The Frontline Support team will be offline December 17-18 due to an institute-wide retreat and offline December 22- January 1, while the institute is closed. Thank you for your patience during these next few weeks as we get to all of your questions. Happy Holidays!
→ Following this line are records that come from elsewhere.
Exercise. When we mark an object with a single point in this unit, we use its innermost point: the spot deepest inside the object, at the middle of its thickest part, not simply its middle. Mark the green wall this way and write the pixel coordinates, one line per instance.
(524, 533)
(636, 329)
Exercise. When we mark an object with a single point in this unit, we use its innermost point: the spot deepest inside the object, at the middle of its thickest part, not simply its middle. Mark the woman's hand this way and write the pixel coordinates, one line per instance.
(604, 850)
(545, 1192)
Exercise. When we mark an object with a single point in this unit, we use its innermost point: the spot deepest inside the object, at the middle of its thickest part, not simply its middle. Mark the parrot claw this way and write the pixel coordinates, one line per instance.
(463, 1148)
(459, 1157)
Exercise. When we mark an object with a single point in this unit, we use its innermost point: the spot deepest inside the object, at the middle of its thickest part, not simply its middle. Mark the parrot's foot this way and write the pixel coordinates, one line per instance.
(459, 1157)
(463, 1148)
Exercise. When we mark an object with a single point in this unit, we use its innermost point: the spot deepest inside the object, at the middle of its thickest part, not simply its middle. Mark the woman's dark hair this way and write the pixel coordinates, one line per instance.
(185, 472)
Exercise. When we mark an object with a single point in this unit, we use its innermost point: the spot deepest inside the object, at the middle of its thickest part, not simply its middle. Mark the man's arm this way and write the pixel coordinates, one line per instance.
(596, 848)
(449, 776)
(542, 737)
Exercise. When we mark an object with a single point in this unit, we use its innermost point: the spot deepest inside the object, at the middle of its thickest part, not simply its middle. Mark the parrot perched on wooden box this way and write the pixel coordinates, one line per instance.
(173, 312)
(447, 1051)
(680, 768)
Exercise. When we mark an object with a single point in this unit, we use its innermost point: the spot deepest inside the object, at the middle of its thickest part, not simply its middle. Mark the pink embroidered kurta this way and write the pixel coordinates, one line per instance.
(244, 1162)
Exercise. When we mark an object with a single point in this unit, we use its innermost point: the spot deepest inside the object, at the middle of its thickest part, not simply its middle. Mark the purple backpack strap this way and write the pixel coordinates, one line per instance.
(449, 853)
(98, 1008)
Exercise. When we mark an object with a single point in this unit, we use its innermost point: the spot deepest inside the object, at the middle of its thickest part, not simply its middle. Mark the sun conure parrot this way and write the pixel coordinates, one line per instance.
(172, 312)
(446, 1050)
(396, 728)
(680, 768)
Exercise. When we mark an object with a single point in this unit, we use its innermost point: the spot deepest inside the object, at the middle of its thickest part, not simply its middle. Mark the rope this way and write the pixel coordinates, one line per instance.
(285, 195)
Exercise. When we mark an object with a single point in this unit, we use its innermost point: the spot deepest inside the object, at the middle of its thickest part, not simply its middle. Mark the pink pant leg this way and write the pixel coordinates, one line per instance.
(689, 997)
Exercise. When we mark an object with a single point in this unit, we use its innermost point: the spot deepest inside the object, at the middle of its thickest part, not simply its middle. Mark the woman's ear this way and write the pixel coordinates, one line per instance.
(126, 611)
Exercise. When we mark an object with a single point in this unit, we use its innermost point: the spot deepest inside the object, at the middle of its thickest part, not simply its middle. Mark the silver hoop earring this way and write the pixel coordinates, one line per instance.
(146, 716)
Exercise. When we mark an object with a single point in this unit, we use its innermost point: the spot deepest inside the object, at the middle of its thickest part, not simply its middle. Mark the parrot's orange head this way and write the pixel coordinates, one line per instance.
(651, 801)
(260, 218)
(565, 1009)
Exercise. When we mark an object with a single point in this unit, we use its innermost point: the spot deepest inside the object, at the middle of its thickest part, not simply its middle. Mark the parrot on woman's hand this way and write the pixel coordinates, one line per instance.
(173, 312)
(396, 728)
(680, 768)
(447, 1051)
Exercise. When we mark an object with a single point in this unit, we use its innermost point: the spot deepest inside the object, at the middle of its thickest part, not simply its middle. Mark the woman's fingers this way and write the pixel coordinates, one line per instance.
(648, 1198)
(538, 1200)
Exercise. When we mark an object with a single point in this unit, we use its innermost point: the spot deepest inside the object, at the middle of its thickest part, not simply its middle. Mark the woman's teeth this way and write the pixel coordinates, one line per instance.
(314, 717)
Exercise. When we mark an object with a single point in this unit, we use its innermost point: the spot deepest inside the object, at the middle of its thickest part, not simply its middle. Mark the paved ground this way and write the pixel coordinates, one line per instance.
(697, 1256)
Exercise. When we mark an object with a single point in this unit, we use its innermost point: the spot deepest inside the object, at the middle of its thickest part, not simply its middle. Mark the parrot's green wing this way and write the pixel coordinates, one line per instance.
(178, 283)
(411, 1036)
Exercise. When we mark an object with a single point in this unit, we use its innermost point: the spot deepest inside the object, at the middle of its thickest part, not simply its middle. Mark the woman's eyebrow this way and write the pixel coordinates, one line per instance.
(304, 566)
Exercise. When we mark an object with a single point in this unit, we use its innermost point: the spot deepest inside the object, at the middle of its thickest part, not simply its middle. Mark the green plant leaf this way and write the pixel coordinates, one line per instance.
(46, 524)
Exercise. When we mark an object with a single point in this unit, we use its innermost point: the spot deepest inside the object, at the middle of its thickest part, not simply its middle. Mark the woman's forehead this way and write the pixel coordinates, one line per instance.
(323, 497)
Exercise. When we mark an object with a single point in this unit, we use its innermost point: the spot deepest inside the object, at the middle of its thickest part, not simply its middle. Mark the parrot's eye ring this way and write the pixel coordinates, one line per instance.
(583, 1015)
CombineVariants incorrectly(?) complains about badly formed variant when merging multiallelic site
Hi GATK team,
I am attempting to combine a HaplotypeCaller generated VCF with some indels called using pindel using the following arguments (GATK v3.3-0-g37228af):
-R /data/shared/ref/b37/human_g1k_v37.fasta -T CombineVariants --variant:GATK var.HiSeqDecember.raw.vcf --variant:pindel pindel_combined.vcf -o var.HiSeqDecember.pindel.raw.vcf -genotypeMergeOptions PRIORITIZE -priority GATK,pindel
However I get the following error:
ERROR MESSAGE: Badly formed variant context at location 1:157718231; getEnd() was 157718235 but this VariantContext contains an END key with value 157718231
The variants in question are (from GATK):
1 157718231 . CAAAT C,CAAATAAAT 2533.56 PASS AC=3,13;AF=0.125,0.542;AN=24;BaseQRankSum=1.762;ClippingRankSum=-0.327;DP=126;FS=0.000;HOMLEN=39;HOMSEQ=AAATAAATAAATAAATAAATAAATAAATAAATAAATAAA;InbreedingCoeff=-0.1260;MLEAC=3,13;MLEAF=0.125,0.542;MQ=70.00;MQ0=0;MQRankSum=0.920;QD=22.22;ReadPosRankSum=-0.893;SOR=0.976;SVLEN=4;SVTYPE=INS;set=Intersection GT:DP:GQ 0/0:10:30 0/2:9:18 2/2:6:18 2/2:5:15 0/1:10:99 0/2:14:99 2/2:8:24 2/2:6:18 2/2:7:21 0/2:17:99 0/1:5:75 0/1:6:27
and (from pindel):
1 157718231 . C CAAAT . PASS AC=2;AF=0.143;AN=14;END=157718231;HOMLEN=39;HOMSEQ=AAATAAATAAATAAATAAATAAATAAATAAATAAATAAA;SVLEN=4;SVTYPE=INS;set=variant3-variant4-variant6-variant7-variant8-variant9-variant10 GT:AD ./. ./. 0/0:0,7 0/0:0,6 ./. 0/0:0,9 0/0:0,8 0/0:0,7 0/0:0,8 1/1:0,12 ./. ./.
It is worth noting that the pindel VCF here was merged together from several pindel-generated VCFs using CombineVariants without any complaint from the GATK. It looks to me that the END key is correct for the pindel variant (a simple insertion), but the GATK is confused due to the mixed deletion/insertion variant generated by the HaplotypeCaller at the same position (without an END key).
I can rerun the command after stripping all END tags from the pindel VCF and the command completes successfully, so this is not a showstopper for me but I assume this is a bug(?) and if so, it would be great if there were a fix.